Eve mengepalkan tangan, mencoba menahan kesal. Dia akhirnya hanya bergumam pelan, "Pantes aja manajernya pada nggak betah. Mereka harus jadi manager, pembantu sekaligus koki juga"
Adam menoleh dan menatap Eve tajam. "Kamu bilang apa tadi?"
Eve tersenyum tipis, berpura-pura tidak terjadi apa-apa. "Oh, nggak ada. Aku akan mulai sekarang. Apa ada hal tertentu yang harus kulakukan lebih dulu?"
Adam menunjuk ke arah dapur. "Kamu bisa mulai dengan masak sarapan. Aku lapar"
"Okay.Tapi pertama-tama, biarin aku bersihin dapur ini dulu. Kalau nggak omelet Anda berikutnya mungkin akan mengandung tepung mentah dan serpihan piring"
Adam mendengus dan melangkah menjauh dari kekacauan yang dibuatnya, mengamati Eve dari sudut dapur.
Sementara Eve menghela napas panjang dan mulai membersihkan dapur yang berantakan meskipun hatinya dipenuhi rasa frustrasi. 'Ini benar-benar gila. Aku dipekerjakan sebagai manajer, bukan pembantu!' pikirnya, tapi Eve sadar dia tidak punya pilihan lain. Setelah selesai membersihkan dapur, dia mulai memasak omelet untuk Adam.
Saat Eve tengah memasak Adam tiba-tiba muncul di belakangnya, mengamati dengan penuh rasa ingin tahu. "Kamu tahu cara memasak kan?" tanyanya.
Eve melirik sekilas tanpa menghentikan gerakannya. "Tahu. Aku udah biasa masak sejak kecil"
Adam hanya mengangguk lalu menyandarkan tubuhnya di meja dapur sambil terus mengawasi. Eve mencoba mengabaikannya, meskipun kehadiran Adam membuat suasana terasa sedikit canggung. Setelah beberapa menit, omelet sempurna akhirnya selesai. Eve meletakkannya di atas piring dan menyajikannya di meja makan.
"Silakan, Tuan Adam" Eve tersenyum sopan.
Adam duduk dan mulai mencicipi. Setelah beberapa suapan, pria itu mengangguk kecil. "Tidak buruk" ucapnya singkat.
Eve mendesah, mencoba menahan diri untuk tidak membalas dengan sindiran, memilih untuk kembali dan merapikan sisa-sisa bahan di dapur. 'Pantes aja semua manager sebelumnya nggak bertahan lama.
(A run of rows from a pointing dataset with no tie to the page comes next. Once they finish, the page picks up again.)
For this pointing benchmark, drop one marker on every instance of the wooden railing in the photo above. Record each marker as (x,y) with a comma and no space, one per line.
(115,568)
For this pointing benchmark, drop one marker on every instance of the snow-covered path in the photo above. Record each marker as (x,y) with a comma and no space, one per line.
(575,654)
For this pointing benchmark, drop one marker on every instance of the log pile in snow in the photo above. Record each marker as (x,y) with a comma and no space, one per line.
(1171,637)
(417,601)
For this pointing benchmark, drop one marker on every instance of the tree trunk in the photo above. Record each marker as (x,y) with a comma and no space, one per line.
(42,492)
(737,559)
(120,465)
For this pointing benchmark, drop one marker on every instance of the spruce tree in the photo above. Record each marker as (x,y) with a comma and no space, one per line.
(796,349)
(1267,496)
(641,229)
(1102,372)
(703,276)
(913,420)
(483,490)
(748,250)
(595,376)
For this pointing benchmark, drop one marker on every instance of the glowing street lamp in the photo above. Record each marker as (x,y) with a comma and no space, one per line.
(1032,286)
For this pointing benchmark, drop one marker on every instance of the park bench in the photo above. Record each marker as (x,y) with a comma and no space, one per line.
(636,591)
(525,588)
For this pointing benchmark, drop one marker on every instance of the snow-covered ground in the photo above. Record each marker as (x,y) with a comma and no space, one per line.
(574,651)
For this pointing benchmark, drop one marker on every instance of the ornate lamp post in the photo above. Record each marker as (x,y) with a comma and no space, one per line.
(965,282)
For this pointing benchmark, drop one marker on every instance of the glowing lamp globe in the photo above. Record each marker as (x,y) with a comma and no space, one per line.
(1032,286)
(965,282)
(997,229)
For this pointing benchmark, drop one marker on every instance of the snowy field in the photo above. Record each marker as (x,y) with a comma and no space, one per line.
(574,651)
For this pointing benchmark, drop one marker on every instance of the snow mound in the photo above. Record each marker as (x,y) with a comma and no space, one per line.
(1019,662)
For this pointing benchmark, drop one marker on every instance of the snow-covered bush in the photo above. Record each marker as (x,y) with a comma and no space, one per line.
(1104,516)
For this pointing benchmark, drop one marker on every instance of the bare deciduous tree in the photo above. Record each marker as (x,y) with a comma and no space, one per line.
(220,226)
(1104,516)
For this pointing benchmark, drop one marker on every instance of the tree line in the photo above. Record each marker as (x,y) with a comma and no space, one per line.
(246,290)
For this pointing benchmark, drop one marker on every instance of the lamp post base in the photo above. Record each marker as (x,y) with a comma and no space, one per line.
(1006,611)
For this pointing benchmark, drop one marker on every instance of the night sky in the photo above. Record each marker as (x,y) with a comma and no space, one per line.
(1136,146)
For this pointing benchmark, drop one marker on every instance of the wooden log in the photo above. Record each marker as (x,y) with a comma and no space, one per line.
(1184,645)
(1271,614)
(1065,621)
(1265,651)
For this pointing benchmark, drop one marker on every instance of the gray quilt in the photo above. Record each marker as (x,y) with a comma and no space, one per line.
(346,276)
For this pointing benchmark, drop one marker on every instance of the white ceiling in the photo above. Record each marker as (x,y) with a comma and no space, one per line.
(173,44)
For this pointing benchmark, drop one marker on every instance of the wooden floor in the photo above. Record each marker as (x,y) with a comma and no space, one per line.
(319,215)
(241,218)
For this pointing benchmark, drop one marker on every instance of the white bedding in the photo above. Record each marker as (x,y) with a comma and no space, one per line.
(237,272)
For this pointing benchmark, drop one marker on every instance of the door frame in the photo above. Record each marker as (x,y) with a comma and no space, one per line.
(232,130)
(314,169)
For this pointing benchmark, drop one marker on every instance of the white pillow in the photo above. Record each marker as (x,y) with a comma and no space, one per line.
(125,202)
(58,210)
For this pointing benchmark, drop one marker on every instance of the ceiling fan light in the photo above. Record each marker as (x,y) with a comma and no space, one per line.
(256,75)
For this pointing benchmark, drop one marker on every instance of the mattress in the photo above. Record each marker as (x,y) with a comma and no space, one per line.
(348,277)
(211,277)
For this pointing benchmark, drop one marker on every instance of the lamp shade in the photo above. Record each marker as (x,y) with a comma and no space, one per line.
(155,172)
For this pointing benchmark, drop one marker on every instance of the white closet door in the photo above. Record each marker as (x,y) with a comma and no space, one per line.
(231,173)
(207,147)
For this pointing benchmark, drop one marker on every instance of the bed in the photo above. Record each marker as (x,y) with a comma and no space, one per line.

Kayaknya aku juga nggak bisa bertahan lama disini, semoga aku bisa segera mendapatkan pekerjaan lain secepatnya' gerutunya dalam hati.
Saat Eve kembali ke ruang makan, dia melihat Adam melahap omeletnya hingga habis dengan senyum puas. Sekilas, ada rasa bangga yang muncul di hati Eve. Setidaknya dia berhasil menyelesaikan tugas kecil pagi ini.
Melihat Eve yang kembali ke ruang makan Adam menatap Eve datar. "Setelah ini kamu harus membantuku mengatur ulang lemari pakaian di ruang ganti. Dan jangan lupa, siang ini ada meeting online dengan sutradara. Kamu harus memastikan semuanya siap"
Eve terdiam, lalu bergumam pelan sambil berjalan menuju dapur, "Jadi manager, koki, dan pembantu juga? Sungguh paket lengkap"
Meskipun Eve merasa kesal, dia tahu hanya pekerjaan ini yang tersedia untuknya saat ini, karena itu dia bertekad untuk bertahan, setidaknya sampai dia menemukan pekerjaan lain yang lebih baik.
"Hari ini akan jadi hari yang panjang" gerutu Eve pelan.